The art of poison-pilling music files

Fighting Fire With Fire

Benn Jordan, a professional musician with over 25 years of independent work, has spent the last several years watching generative AI companies scrape his catalog without consent, train models on it, and sell the output back into the same marketplace where he earns his living. His response is not a lawsuit or a lobbying campaign -- though he has pursued both -- but a technical countermeasure that he calls Poisonify. Combined with a University of Tennessee research project called Harmony Cloak, the approach embeds adversarial noise into music files that degrades AI training while remaining inaudible to human listeners.

The premise is straightforward: if the legal system will not protect musicians, perhaps the physics of neural networks can. Jordan frames the situation with characteristic bluntness.

Once tech companies started raising millions of venture capital dollars and scraping my music without my consent, then generating shittier music with it that is inadvertently associated with my name and then attempting to resell that in the same economy in which I make money from my music.

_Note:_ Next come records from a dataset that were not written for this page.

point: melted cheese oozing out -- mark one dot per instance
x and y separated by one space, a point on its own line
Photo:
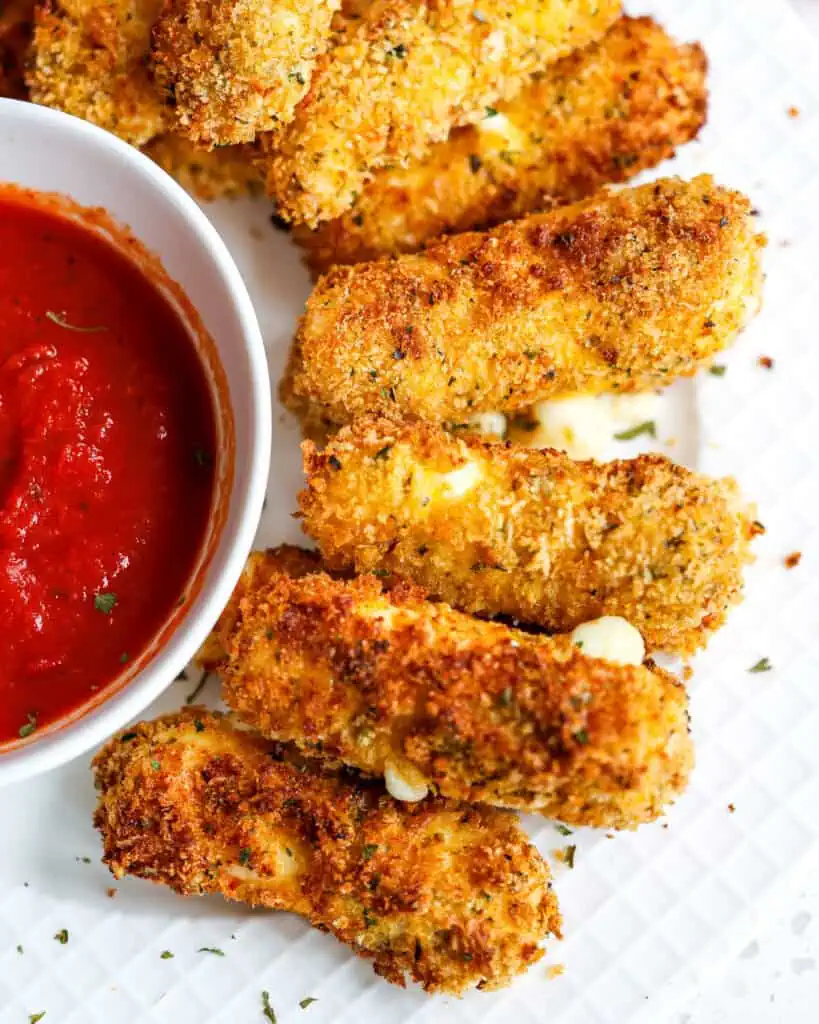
431 484
610 638
584 426
504 130
404 781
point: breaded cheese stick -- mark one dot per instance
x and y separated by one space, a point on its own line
624 291
399 75
234 68
16 18
395 685
209 174
88 58
447 895
600 115
529 534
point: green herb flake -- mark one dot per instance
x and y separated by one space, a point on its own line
104 602
30 725
649 427
61 322
267 1011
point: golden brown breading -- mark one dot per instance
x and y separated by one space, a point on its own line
389 681
16 18
400 74
234 68
529 534
259 569
88 58
222 173
450 896
623 291
601 115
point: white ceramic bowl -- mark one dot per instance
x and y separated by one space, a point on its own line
46 151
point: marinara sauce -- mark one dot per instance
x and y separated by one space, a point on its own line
106 455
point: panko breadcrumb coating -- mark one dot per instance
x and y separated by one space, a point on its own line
601 115
498 529
624 291
88 58
226 172
399 75
389 681
446 895
16 19
234 68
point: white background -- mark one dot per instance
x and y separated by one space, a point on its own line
775 979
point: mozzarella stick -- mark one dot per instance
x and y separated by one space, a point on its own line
400 74
234 68
626 291
503 530
89 57
600 115
398 686
446 895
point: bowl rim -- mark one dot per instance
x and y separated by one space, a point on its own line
90 729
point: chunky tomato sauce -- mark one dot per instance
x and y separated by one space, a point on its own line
106 456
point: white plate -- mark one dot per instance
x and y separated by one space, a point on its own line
645 913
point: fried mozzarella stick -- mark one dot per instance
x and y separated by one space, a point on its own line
395 685
600 115
400 74
624 291
234 68
530 534
447 895
89 58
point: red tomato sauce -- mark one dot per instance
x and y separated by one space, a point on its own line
106 454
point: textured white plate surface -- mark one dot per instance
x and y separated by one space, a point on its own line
646 913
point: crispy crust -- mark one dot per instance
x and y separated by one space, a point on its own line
88 58
223 173
624 291
234 68
535 536
399 75
450 896
16 22
600 115
485 713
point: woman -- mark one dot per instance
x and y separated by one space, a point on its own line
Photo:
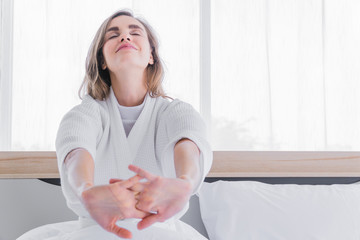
128 157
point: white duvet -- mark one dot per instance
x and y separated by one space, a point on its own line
89 230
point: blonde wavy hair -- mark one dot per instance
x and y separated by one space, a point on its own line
97 81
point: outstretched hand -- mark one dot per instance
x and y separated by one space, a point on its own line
109 203
166 196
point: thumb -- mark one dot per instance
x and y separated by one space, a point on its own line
148 221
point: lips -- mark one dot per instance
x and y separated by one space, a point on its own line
125 45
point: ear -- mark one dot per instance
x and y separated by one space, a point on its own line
151 61
103 66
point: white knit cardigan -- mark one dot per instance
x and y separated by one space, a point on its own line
97 127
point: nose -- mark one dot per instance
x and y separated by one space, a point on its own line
122 39
125 36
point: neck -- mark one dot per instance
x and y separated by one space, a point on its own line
129 87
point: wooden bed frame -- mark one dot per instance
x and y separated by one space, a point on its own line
226 164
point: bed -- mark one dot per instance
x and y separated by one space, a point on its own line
254 195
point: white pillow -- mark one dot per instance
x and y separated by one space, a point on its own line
254 210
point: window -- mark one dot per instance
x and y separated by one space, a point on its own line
283 74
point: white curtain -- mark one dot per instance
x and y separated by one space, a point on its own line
51 40
284 73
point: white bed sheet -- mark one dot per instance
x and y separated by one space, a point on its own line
89 230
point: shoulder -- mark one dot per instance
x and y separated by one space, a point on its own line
178 110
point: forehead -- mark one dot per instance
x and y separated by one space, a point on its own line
124 22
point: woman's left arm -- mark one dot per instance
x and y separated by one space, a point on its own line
168 196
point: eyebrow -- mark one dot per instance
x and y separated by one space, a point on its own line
131 26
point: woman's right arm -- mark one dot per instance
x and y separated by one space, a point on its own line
80 170
106 203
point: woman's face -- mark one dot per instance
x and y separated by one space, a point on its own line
126 45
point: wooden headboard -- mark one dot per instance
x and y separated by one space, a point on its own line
226 164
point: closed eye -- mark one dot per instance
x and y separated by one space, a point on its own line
113 36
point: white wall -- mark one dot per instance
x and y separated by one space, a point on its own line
29 203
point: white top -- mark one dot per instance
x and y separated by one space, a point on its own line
97 127
129 115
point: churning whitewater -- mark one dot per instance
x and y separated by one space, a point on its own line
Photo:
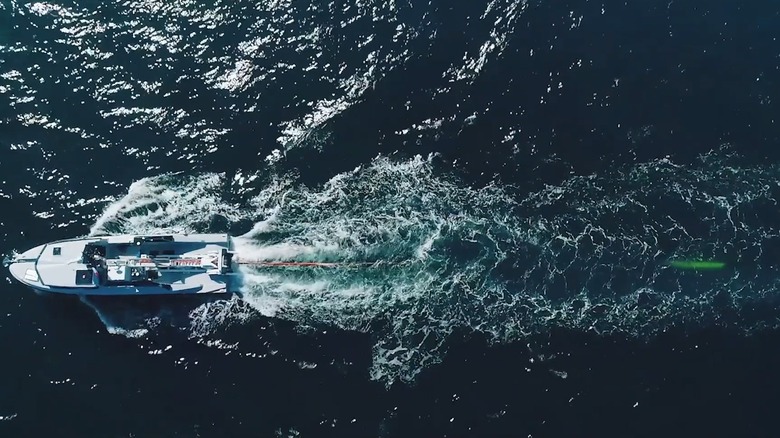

What makes Jordan's video more than a standard anti-AI polemic is that he demonstrates working technology. The adversarial noise attacks are not theoretical. He shows AI music extension services -- Suno, Minimax Audio, Meta's MusicGen -- producing garbled, crashed, or degraded output when fed encoded files. The TensorBoard graphs from the University of Tennessee team show training loss flatlining almost immediately on poisoned data. These are not cherry-picked anecdotes; they are reproducible results across multiple commercial systems.

The Economics of Consent

Jordan's most interesting contribution to the AI-and-music debate is not the adversarial noise itself but his work with Voice-Swap AI, the company he co-founded with DJ Fresh and Nico Polarin. The model is instructive: train vocal AI exclusively on consensual data, share equity with participating artists, and pay ongoing royalties. The results challenge the industry's prevailing assumption that consent is a luxury that slows innovation.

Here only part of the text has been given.